Main Points

History is Now

OK, you've been waiting for it, here it is. We have real, live developers writing real, live code. We've already taken a good shot at writing the application during the design phase, we just didn't use actual code. Construction is where we sit down and really write, test, and learn from our programs.

Now for the Easy Part

Everything you've done up to this point was to encapsulate out the processes which go along with coding. Of particular interest is the use of OOP best practices and design principles to assess the strength and flexibility of the application. Those steps allow you to address those higher level issues before you actually have to muck around in code. That's a great gift which makes those portions of the process much easier to deal with. It also improves construction directly because when we sit down to write code, all we have to worry about is writing code. Take a look...

Everything we've done up to this point has been to create the right environment in order to best prepare us for success. The requirements phase has given us an excellent outline of our goals and what we're trying to do. Therefore, we shouldn't run into the problem that we don't know what we're trying to accomplish. They're defined in enough detail, including why they are important so that when we need to make design changes, or are filling in low level technical details, we can make good choices that still align with our goals.

The design phase, especially if executed in PPP, has given us the ability to do a quick "no code" build of our entire application. We can see the high level abstractions of the application doing no work but controlling the lower level abstractions which are getting the job done. We can assess if we could make better use of utility functions, really thinking about if the functions we currently have or assigned to the correct classes. We can see if our levels of abstraction are consistent across the program, or if there are any other improvements we want to make. We've also determined the appropriate order of construction and planned out our testing increments. Moreover, everything is written in plain language so it is impossible to mask poor design choices or create confusion about what the design is. There are no variable assignments, function calls, or recursive loops to get in the way of our view of the application design.

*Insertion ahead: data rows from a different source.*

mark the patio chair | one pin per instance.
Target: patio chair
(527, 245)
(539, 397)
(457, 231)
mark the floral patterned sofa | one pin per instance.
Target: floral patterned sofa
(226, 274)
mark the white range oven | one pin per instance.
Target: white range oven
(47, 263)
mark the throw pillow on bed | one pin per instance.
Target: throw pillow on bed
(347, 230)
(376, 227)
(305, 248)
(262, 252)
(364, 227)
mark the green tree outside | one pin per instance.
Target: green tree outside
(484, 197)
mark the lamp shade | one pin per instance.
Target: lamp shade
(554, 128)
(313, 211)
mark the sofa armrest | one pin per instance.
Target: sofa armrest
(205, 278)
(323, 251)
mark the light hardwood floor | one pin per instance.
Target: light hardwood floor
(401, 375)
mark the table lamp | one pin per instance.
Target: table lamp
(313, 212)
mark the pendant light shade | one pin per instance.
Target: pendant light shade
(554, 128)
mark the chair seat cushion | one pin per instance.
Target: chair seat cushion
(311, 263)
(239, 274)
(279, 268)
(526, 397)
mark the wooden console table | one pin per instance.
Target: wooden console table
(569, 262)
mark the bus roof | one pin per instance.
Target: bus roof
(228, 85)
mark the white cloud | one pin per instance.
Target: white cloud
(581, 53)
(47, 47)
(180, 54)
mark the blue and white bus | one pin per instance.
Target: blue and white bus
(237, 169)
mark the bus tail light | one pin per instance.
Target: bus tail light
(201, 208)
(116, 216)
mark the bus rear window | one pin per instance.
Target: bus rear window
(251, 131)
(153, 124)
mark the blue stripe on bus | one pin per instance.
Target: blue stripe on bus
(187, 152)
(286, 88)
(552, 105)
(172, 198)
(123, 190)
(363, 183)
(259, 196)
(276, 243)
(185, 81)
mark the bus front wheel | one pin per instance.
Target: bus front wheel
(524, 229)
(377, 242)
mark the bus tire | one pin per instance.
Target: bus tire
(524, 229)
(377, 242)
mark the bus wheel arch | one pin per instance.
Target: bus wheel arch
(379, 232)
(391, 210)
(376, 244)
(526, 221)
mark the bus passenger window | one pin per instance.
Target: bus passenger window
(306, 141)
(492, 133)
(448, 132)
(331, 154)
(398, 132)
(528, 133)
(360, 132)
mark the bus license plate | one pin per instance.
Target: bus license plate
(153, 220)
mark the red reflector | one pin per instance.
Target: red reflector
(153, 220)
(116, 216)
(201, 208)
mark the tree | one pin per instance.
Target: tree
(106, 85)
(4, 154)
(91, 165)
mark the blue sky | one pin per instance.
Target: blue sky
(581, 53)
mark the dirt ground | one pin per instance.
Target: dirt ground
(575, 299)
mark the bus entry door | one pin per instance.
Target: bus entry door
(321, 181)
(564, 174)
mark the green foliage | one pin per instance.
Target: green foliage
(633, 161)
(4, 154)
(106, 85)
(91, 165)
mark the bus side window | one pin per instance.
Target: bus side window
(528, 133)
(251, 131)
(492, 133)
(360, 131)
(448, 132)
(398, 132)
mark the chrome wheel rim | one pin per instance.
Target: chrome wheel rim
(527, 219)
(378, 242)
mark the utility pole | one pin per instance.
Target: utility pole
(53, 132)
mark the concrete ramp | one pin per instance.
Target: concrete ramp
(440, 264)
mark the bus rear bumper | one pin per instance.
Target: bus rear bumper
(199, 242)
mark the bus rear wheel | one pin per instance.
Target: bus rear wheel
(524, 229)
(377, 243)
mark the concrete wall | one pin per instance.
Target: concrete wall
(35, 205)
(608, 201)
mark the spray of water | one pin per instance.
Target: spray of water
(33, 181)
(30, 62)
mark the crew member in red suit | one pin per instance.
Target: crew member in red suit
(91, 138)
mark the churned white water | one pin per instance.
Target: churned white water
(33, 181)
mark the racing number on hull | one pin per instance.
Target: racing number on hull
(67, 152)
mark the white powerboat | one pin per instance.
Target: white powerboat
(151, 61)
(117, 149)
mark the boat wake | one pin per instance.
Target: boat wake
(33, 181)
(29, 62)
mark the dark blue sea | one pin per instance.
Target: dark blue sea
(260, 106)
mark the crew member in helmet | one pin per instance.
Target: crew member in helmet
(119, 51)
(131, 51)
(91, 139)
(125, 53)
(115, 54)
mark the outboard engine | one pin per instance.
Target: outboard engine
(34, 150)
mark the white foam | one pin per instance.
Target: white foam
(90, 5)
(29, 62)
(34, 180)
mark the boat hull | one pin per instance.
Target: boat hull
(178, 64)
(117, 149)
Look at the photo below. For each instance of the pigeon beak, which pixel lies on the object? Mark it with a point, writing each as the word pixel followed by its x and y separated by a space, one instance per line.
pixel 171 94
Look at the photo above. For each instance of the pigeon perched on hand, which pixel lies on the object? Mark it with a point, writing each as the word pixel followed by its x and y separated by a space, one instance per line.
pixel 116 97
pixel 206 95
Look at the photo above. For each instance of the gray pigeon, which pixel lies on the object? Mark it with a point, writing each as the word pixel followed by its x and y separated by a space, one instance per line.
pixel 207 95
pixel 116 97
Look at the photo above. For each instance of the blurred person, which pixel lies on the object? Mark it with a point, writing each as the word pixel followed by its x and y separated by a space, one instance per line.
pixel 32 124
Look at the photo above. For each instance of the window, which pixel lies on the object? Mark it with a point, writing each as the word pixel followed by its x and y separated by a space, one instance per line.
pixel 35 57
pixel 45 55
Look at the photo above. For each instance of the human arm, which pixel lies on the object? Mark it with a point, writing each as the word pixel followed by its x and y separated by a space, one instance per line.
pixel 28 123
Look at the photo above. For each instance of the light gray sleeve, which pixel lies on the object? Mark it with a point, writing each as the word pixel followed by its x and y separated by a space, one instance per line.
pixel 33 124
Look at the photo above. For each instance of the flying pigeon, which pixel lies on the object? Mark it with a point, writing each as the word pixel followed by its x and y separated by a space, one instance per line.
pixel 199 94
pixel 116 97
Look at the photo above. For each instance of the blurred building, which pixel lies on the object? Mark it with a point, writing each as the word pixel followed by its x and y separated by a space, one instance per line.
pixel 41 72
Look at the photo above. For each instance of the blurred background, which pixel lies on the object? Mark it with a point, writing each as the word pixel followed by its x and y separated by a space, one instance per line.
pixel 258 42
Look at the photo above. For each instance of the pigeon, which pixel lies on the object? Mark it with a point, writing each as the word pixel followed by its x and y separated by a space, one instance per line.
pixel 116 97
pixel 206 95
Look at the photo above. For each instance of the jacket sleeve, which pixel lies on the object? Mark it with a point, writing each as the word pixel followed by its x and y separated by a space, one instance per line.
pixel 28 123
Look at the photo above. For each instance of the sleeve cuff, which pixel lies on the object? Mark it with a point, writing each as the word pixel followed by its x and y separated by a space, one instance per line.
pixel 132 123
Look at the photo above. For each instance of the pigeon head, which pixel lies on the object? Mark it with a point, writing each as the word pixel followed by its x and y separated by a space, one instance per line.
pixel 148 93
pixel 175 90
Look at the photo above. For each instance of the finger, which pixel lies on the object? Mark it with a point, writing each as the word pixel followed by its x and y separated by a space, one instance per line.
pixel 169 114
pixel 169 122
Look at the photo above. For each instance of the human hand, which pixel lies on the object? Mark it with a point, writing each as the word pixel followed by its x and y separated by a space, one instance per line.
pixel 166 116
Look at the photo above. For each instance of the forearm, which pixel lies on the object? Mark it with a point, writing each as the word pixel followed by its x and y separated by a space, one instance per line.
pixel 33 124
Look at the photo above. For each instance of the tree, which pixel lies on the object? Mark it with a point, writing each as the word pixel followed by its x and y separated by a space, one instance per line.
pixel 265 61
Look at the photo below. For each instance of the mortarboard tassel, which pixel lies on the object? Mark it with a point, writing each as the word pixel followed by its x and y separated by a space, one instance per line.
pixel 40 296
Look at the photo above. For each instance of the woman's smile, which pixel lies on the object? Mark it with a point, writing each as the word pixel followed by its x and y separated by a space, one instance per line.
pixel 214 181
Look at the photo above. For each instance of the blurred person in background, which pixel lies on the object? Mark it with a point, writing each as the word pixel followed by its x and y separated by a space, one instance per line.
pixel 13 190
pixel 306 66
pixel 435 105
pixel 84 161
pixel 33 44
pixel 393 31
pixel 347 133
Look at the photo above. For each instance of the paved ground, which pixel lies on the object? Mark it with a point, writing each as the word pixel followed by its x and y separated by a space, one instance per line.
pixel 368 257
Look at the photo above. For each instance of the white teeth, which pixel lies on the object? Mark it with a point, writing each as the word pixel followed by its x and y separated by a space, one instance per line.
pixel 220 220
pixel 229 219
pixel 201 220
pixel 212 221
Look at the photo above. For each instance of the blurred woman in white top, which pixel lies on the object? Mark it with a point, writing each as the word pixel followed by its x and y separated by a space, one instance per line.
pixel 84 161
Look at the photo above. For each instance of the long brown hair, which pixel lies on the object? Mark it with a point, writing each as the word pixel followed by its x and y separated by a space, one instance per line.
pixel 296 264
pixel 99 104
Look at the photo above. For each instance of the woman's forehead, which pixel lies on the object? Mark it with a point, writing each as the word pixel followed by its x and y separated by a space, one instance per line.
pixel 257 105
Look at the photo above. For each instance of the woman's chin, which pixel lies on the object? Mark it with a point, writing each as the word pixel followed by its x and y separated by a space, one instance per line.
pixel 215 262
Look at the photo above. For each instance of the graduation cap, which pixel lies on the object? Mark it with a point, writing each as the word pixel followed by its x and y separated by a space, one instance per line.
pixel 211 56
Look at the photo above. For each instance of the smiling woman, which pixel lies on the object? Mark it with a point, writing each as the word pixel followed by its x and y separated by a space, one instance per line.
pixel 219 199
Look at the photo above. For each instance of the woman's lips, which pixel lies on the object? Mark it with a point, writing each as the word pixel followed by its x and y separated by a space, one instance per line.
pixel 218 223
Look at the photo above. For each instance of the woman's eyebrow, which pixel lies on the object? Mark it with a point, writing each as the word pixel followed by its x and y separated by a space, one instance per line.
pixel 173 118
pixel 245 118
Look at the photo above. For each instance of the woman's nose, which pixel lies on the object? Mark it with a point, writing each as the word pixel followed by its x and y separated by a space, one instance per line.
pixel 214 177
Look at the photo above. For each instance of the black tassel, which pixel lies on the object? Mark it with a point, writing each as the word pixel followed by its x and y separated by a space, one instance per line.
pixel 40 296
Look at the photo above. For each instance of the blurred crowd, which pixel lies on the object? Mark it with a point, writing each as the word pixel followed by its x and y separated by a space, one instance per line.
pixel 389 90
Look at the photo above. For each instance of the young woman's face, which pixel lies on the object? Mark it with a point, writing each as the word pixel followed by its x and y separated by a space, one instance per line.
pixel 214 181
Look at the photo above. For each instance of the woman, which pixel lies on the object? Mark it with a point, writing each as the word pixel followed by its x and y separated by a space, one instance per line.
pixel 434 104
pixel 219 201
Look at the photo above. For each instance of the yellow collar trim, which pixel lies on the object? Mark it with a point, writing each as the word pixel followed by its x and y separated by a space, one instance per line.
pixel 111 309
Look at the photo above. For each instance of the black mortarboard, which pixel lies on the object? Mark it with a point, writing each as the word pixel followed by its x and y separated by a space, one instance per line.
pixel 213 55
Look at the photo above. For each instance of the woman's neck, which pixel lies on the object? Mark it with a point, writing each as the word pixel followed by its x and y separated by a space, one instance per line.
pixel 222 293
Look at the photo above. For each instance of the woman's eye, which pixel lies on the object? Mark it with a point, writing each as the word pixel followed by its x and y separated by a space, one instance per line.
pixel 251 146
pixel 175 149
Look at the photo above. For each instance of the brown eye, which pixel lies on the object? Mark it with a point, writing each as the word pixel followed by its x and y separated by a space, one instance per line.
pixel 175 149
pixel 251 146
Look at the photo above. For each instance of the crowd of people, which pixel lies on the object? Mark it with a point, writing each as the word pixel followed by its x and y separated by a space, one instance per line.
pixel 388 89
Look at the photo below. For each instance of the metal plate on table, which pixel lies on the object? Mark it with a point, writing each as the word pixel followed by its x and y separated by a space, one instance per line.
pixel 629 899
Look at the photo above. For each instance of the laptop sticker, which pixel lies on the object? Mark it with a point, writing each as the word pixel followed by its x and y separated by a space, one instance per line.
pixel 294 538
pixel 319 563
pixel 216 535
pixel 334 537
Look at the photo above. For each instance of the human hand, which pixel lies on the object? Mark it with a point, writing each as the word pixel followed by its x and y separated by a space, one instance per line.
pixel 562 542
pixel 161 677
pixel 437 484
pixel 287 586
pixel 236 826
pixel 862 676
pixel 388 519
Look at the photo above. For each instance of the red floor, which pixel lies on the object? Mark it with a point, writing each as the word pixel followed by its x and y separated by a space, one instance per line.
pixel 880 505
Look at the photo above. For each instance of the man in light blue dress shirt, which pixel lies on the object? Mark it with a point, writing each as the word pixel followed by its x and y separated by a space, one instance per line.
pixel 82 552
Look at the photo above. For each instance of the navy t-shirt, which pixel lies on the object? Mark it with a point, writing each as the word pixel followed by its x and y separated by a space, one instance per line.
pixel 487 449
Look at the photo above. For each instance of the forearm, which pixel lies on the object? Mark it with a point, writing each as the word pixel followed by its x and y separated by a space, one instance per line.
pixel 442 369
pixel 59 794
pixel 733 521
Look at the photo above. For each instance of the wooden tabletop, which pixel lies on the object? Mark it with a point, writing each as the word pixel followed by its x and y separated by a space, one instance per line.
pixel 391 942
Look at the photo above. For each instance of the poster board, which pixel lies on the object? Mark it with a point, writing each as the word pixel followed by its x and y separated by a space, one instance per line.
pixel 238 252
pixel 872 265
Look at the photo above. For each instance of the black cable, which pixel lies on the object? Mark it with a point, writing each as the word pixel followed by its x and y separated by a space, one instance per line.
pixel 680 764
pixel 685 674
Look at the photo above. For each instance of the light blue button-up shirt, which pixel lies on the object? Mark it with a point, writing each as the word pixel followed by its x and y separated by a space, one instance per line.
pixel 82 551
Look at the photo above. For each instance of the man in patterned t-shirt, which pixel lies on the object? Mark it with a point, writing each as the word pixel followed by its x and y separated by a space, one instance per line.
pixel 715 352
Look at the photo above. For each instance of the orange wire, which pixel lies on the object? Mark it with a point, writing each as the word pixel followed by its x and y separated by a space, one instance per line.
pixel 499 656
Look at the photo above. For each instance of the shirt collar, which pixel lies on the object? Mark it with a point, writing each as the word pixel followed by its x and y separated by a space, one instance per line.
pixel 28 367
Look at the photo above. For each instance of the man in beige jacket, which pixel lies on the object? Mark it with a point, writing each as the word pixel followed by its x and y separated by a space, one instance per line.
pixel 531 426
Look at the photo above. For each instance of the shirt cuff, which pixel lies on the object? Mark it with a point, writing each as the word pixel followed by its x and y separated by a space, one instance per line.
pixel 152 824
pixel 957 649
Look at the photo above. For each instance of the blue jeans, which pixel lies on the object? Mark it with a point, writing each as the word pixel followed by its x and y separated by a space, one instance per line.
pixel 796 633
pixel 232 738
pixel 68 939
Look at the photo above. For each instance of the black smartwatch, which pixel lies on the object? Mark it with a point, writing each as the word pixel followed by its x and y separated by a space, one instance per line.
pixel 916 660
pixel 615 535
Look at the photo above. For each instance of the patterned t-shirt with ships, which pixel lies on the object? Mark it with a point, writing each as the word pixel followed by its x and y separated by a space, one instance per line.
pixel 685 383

All of these things are pieces that we no longer have to consider when we sit down to write code. Moreover, we have radically reduced the chances of project failure. If there's a deal breaker on this application, we have probably found it already. If the project has no goal or no audience, it should have died before now. If the project's design is fundamentally flawed, it should have been reworked... or died before now. On a properly executed project which follows the FSDLC, very few projects that fail reach the construction phase. Construction and deployment are the lowest risk components of application development. As good risk managers, this is exactly why we've put off this work for the final phases of the project.

Save the Right Time

It is so easy to "save time" during development. But it's seductively easy to "save time" on a task that will require you to waste much more time later. Therefore, beware of exactly how you are saving time, especially when you are writing code. While many people think of "writing code" as the "job" of a programmer, saving time when you are writing code can be disastrous.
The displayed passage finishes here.